Doing Full-Text Searches in .NET with Sphinx - Part 2: Data Import

by Dennis 18. April 2013 11:52

This is the second post in a series that is intended as an introduction to Sphinx for .NET developers who have not yet heard of Sphinx and are looking for a powerful full-text search engine for their websites or applications. The first part of this series served as an introduction to Sphinx, in this part we’ll get our hands dirty and start working on our ASP.NET MVC based sample application.

We’ll be creating a simple website that will allow us to search through Stackoverflow data (or rather the posts made by Stackoverflow users). The Stackoverflow team kindly provides this data under a Creative Commons license in an XML format. As the dataset is pretty large, just the posts are 7 GB in size (uncompressed), we’ll only use about 10,000 posts for demonstration purposes. A file with only these posts is included in the download so you won’t have to download the whole archive.

Having an existing set of data that needs to be imported into Sphinx is probably the most common scenario when people start to work with Sphinx. We will begin by creating the document model class and the Sphinx configuration file. We will be storing the documents in a real-time index, so we also need to create a small program to read the input data from the XML file.

The current state of this sample application is available for download, it uses .NET 4.0, ASP.NET MVC3, Sphinx 2.1.1, SphinxConnector.NET and contains a Visual Studio 2010 solution. It contains the console application for importing data and the web application which will be described in detail in the next part. Please note that the layout of the website is simple and might have some display quirks as I don’t want to spend too much time on making it look pretty. 

Creating the Document Model


The first step is to determine which part of the data should be stored in the index. One approach is to store only the bare minimum that is needed for full-text searches. Often, this requires that after the search the original data is retrieved from the data source, most likely a database, to display a meaningful search result to the user. As this requires one or more additional network round trips, I personally like to store as much data in the index as is needed (and feasible) to avoid this overhead.

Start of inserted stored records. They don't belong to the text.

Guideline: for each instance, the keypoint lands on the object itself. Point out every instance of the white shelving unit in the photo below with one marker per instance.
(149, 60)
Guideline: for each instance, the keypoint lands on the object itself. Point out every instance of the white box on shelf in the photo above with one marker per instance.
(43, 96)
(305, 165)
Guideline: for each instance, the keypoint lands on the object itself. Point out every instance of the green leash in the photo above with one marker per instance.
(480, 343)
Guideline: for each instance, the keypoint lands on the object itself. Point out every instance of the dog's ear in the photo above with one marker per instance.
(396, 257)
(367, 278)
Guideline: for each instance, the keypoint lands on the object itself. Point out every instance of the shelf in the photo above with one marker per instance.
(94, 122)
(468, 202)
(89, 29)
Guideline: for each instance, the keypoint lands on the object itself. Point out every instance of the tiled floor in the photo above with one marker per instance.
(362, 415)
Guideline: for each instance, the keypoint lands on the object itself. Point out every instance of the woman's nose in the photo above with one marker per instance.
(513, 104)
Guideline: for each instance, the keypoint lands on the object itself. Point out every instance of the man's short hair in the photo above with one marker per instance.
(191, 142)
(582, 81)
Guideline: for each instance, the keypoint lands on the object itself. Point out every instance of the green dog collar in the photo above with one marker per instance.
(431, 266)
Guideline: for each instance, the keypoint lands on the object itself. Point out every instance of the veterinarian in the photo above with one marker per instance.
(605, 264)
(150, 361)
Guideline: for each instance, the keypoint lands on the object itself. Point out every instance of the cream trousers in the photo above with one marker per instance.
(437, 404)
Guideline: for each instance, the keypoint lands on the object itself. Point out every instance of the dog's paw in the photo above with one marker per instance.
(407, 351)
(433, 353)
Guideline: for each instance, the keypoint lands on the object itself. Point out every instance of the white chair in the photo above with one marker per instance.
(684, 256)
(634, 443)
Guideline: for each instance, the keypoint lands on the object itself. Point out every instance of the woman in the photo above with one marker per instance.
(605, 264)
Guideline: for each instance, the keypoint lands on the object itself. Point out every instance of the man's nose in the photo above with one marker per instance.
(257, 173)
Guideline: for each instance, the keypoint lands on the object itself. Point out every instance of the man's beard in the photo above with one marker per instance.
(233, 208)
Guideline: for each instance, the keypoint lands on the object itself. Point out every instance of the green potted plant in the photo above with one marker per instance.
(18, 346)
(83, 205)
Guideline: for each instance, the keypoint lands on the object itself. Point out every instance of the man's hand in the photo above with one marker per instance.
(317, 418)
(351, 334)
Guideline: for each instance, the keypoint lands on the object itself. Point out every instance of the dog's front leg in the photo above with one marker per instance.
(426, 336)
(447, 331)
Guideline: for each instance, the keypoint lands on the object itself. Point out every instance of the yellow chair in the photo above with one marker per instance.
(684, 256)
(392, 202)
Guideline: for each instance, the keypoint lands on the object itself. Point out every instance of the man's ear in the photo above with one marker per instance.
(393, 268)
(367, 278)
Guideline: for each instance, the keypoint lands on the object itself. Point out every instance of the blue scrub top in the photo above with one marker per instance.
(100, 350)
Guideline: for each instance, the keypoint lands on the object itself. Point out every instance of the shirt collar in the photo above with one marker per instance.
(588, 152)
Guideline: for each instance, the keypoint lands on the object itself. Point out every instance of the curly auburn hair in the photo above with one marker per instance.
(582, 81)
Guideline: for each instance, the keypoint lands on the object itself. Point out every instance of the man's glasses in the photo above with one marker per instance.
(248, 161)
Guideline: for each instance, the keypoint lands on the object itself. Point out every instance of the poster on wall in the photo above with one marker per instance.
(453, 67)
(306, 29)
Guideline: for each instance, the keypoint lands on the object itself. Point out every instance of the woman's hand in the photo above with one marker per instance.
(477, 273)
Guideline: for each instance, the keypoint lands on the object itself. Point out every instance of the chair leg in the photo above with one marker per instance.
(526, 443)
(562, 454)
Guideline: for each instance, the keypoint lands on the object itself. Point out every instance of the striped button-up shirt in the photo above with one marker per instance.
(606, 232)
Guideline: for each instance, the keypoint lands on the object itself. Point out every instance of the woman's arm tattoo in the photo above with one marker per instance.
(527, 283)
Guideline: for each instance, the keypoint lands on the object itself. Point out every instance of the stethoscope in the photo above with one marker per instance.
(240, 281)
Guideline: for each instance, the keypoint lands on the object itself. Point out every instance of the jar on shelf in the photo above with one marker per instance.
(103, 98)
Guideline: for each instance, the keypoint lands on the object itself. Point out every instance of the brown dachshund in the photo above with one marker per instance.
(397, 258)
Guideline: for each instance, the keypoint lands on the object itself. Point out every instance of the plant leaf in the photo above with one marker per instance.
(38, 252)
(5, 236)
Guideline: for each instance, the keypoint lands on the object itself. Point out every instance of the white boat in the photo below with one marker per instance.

In this example we’ll be storing everything in the index, because it reduces the complexity of the example. For instance, we use Sphinx to display the questions on the front page, which does not involve searching at all. But, storing your complete dataset in Sphinx is usually not a good idea because it can drastically increase the resources needed by Sphinx. Also Sphinx isn’t a database and shouldn’t be treated as such, for instance it doesn’t execute certain types of queries as efficient as a database would (though there are a some tricks for that). We are doing this here for the sake of simplicity, and it might even be feasible in some cases, but should be done with care!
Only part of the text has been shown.